La presente direttiva impone che determinati piani e programmi che potrebbero avere effetti significativi sull'ambiente siano sottoposti a una valutazione ambientale. Tale valutazione permetterebbe di integrare le considerazioni ambientali nell'elaborazione e adozione di tali piani e programmi, contribuendo pertanto allo sviluppo sostenibile.

ATTO

Direttiva 2001/42/CE del Parlamento europeo e del Consiglio, del 27 giugno 2010, concernente la valutazione degli effetti di determinati piani e programmi sull'ambiente.

SINTESI

La presente direttiva (detta direttiva «ESIE» per la «valutazione strategica degli effetti sull'ambiente») è volta a completare la direttiva EIE (SK) (SL) (FI) (direttiva 85/337/CEE).
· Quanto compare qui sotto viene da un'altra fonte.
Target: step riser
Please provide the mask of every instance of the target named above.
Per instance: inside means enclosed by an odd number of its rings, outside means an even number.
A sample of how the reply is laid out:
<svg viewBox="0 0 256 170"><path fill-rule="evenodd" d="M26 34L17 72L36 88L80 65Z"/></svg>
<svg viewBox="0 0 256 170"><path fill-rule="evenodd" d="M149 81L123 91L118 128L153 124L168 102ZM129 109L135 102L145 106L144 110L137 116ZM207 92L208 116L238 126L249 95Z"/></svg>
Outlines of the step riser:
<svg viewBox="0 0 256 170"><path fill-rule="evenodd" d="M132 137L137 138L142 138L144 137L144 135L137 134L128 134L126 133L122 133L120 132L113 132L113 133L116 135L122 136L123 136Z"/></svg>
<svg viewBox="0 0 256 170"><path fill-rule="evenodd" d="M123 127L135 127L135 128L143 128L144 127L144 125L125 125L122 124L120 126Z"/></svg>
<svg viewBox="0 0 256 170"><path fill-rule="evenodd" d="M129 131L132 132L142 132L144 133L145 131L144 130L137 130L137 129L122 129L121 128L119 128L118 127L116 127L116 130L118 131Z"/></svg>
I piani e programmi pubblici disciplinati dalla presente direttiva sono oggetto di una valutazione ambientale nel corso della loro elaborazione e prima della loro adozione. Tale valutazione include l’elaborazione di un rapporto ambientale (che indica gli effetti significativi probabili sull’ambiente e le possibili soluzioni sostitutive) nonché lo svolgimento di consultazioni (del pubblico, delle autorità responsabili per l'ambiente e degli altri Stati membri in caso di effetti transfrontalieri significativi). Del rapporto ambientale e dei risultati delle consultazioni sarà tenuto conto prima dell'adozione di un piano o programma. Quando viene adottato un piano o un programma, ne sono informati le autorità responsabili per l'ambiente, il pubblico e ogni Stato membro consultato, e le informazioni pertinenti sono messe a loro disposizione. Al fine di determinare al più presto possibile gli effetti negativi imprevisti, occorre stabilire un monitoraggio degli effetti significativi sull'ambiente dei piani e programmi.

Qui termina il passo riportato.